Can we please revert this to the old behavior for now, we don't have time to properly test this before final release in a few days. Same for U4-3407
@Sebastian - i think you are confused. I have fixed this issue in the v7 codebase, the code that handles this now is the same code (slightly improved) that existed in pre 6.1 which has worked for umbraco for ages.
The code in 6.1 is slightly flawed and the previous code in 7.0 is what caused the logdgement of this issue in the first place.
The reason this is still open is because I wanted Stephan to review the code that is now in 7.0 to ensure that it's not missing some logic that was put into 6.1/7.0 that needed to be there.
A'ight, looking good, Chinese characters work again and all of my incredibly weirdly named test files seem to be okay!
I suggest that for no Latin character, you should give user a choice to use id or raw character as page url. The reason is: If I only can use Chinese as url, then, your can't be able to enter this url and goto this page. because you don't know Chinese.

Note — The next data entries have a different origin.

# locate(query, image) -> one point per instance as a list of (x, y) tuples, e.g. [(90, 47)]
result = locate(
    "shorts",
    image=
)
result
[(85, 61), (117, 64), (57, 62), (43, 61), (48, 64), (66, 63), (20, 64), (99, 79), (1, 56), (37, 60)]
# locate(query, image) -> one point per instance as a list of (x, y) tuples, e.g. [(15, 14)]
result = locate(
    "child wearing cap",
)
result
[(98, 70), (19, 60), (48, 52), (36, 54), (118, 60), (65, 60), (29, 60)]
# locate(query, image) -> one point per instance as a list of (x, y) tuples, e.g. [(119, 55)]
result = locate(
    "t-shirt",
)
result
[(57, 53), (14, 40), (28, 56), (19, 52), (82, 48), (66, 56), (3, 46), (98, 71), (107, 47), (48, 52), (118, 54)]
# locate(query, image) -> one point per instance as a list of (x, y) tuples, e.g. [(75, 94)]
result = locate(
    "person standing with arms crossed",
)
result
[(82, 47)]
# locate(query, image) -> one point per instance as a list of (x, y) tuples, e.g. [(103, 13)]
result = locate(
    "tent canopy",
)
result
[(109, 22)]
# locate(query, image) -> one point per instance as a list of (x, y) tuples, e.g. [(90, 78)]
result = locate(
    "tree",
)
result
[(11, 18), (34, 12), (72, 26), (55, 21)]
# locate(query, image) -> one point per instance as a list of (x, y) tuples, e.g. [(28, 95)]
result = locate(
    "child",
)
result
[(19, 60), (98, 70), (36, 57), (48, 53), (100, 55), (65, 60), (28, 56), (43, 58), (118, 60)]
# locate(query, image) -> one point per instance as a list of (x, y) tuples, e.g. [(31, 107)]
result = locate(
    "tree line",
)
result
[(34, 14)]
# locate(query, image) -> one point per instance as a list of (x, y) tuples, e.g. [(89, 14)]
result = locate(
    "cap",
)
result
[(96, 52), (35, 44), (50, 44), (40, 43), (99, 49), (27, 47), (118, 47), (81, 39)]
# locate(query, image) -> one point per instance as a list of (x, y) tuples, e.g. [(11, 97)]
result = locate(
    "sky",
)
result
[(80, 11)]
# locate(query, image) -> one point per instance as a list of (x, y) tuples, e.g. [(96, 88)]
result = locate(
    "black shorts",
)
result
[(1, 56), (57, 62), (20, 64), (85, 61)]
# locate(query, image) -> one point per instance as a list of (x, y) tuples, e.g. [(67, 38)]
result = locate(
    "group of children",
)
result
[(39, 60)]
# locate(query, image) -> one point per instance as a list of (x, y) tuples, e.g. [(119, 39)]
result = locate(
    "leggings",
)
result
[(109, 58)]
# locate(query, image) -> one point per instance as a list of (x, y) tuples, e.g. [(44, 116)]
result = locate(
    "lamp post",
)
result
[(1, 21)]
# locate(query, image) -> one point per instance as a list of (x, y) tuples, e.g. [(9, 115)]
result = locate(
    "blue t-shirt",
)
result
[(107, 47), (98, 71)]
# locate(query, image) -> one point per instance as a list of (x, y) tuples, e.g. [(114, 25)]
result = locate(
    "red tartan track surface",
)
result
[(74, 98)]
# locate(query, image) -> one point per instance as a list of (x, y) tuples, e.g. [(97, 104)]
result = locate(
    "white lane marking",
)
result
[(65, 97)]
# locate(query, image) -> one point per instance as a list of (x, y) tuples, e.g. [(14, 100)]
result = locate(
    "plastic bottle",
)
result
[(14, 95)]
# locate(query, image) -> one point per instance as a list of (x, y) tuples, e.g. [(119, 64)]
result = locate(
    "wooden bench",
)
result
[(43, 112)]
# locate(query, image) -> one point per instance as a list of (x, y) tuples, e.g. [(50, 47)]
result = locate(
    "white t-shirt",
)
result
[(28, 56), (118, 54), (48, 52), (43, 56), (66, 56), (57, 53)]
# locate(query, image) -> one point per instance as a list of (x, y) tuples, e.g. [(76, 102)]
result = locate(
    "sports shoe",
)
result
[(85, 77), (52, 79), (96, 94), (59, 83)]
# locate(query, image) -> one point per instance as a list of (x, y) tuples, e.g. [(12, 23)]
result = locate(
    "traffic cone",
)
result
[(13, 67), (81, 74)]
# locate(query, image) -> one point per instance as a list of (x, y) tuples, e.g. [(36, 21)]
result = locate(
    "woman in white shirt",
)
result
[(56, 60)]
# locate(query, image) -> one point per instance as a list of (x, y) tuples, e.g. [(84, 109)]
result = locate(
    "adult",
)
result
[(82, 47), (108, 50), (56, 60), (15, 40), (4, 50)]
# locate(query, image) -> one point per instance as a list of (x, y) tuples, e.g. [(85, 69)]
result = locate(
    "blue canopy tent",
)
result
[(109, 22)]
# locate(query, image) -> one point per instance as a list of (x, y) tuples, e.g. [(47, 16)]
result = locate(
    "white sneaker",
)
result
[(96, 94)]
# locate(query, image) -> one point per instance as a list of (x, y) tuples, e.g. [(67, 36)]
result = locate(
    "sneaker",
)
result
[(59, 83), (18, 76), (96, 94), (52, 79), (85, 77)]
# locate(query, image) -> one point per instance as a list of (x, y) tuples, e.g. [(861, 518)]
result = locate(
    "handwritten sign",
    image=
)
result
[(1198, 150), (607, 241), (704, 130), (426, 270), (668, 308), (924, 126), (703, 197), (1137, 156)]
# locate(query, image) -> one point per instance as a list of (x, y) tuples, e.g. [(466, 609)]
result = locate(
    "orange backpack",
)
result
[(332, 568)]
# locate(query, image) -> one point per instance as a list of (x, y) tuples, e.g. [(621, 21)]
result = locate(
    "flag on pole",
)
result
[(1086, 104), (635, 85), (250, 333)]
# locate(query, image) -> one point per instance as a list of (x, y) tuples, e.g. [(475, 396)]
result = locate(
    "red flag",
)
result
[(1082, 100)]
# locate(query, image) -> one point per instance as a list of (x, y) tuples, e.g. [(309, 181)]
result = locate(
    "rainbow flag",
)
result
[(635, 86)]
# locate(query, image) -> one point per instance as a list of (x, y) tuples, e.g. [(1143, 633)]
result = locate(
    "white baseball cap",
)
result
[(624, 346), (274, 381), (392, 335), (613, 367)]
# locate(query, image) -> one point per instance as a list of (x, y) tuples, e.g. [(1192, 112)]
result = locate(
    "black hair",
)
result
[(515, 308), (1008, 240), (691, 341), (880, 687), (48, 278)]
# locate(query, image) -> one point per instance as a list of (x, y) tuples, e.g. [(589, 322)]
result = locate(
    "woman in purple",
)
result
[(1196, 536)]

umbraco will load any page given it's ID already. For example if you have a page with ID: 1234 , you can go to this URL and it will work:
I know this very well.but if I want to use id as url, I must modify all my old codes, another reason is: some packages are not use id as url. add config to let umbraco decide how to generate url is a flexible way to solve this problem. id or raw chacater? give user a choice is not a bad idea.
You can override this behavior by using: http://our.umbraco.org/wiki/reference/umbraco-best-practices/umbracourlname
@exsunray: the new IUrlSegmentProvider interface allows you to replace the code that creates a url segment, ie the url part corresponding to a node. The new IUrlProvider interface allows you to replace the code that create the whole url (by default, by assembling nodes segments). Using this two interfaces, it should be quite easy to ensure that Umbraco always returns example.com/1234 for every page, anytime you get the page's url.
Thanks, I'm not a programer, I'm purely a user, so I don't know how to do it. All my suggestion is based a user not a programer.
This issue is now fixed, other improvements are on the way and will be tracked in a seperate issue (U4-3632).
Assignee: Shannon Deminick
Backwards Compatible: True
Affected versions: 7.0.0
Due in version: 7.0.0